Amagi CEO says brick-and-mortar broadcast facilities will be gone in 2-5 years

Deepakjit Singh, CEO of Amagi, does not see a long life ahead for traditional broadcast facilities, and he attributes that to the rapid adoption of cloud technologies.

He’s giving the facilities only a couple of years to live.

“Between two to five years, the brick-and-mortar facilities will no longer be the broadcasting facilities. It’s going to go into the data centers. Data centers are obviously more secure and better equipped,” Singh said.

He cited two examples as potential validation for his prediction. In the 80s and 90s, every company had an IT department and they were always talking about IT outsourcing and computing centers.

“Now how many companies have an IT department? None,” he said.

Again, in the mid-90s he said every company had a call center. He said now call centers are operated by people working at home, and businesses can rely on that as a service rather than having to maintain facilities.

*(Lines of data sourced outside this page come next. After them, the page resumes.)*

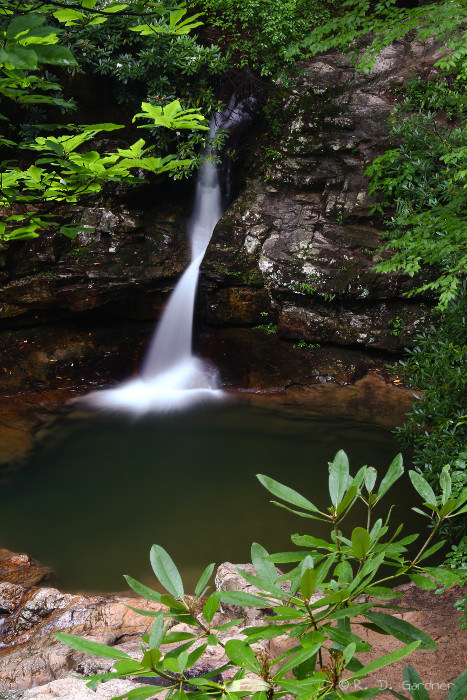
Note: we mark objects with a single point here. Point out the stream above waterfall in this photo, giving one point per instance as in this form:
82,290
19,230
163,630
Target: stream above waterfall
101,489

“Those are just two examples of brick and mortar where technology has taken over. With the fiber and data centers becoming stronger and stronger, the brick and mortar doesn’t have a future,” Singh said.

Amagi deals in cloud-managed broadcast services and targeted advertising for TV and OTT. At IBC, the company was discussing recent announcements including news that it would begin doing dynamic ad replacement services for the SonyLiv OTT platform. Amagi also recently helped Quest TV, a new over-the-air broadcast network in the U.S., build a fully cloud-based playout and traffic technology stack.

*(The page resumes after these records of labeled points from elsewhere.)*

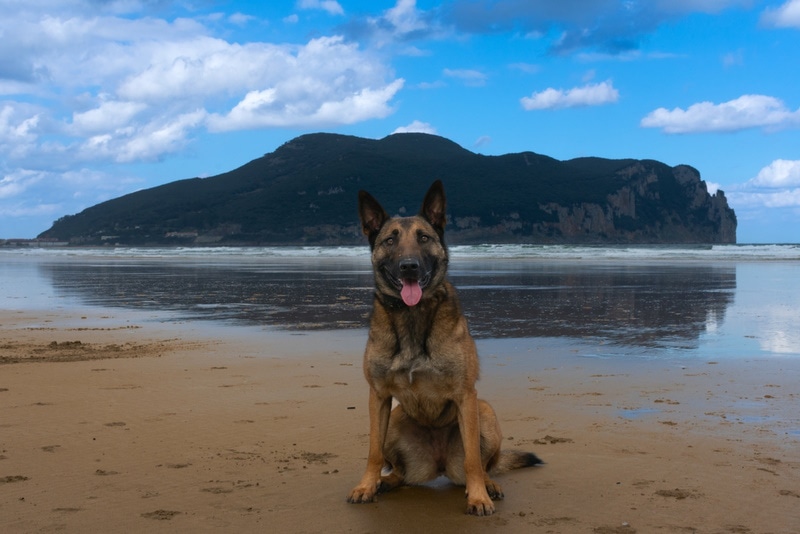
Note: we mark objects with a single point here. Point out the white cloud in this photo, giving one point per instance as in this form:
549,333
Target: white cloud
775,186
789,198
17,182
787,15
588,95
331,6
416,127
109,115
748,111
779,173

Singh said others like Quest are interested in the cloud as well.

“Cloud technology is maturing and picking up fast. What was there about two years ago, people were trying to experiment with it and see whether it would work. Now what we are seeing in the market, they are getting absolutely hooked onto it,” Singh said.

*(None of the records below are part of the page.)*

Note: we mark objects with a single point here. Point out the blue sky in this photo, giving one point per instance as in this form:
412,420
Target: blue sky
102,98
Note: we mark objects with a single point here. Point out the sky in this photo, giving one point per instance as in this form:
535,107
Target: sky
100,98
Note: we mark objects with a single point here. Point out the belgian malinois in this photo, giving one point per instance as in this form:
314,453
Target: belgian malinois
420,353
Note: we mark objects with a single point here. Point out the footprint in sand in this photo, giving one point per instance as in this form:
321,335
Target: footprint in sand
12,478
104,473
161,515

Though he is somewhat biased, Amagi CEO said that his company is 12 to 18 months ahead of its competition. He said his company is now working on live orchestration for sports events using cloud playout and distribution, promising sub-2 seconds latency via cloud distribution.

He said that broadcasters are moving to the cloud to gain agility, to cut costs and to avoid getting into long contracts. With cloud providers like Amagi, contracts come as short as one month.

Instead of the old centralized broadcast model, where a facility was sending out one signal to a surrounding area, the new edge computing/cloud model for broadcasting means more monetization and more personalized content. Instead of monetizing just the one signal, Singh said, broadcasters are monetizing the signals going out from each remote station within the cloud infrastructure. Plus, they are able to swap out programming and dynamically insert ads at the edge.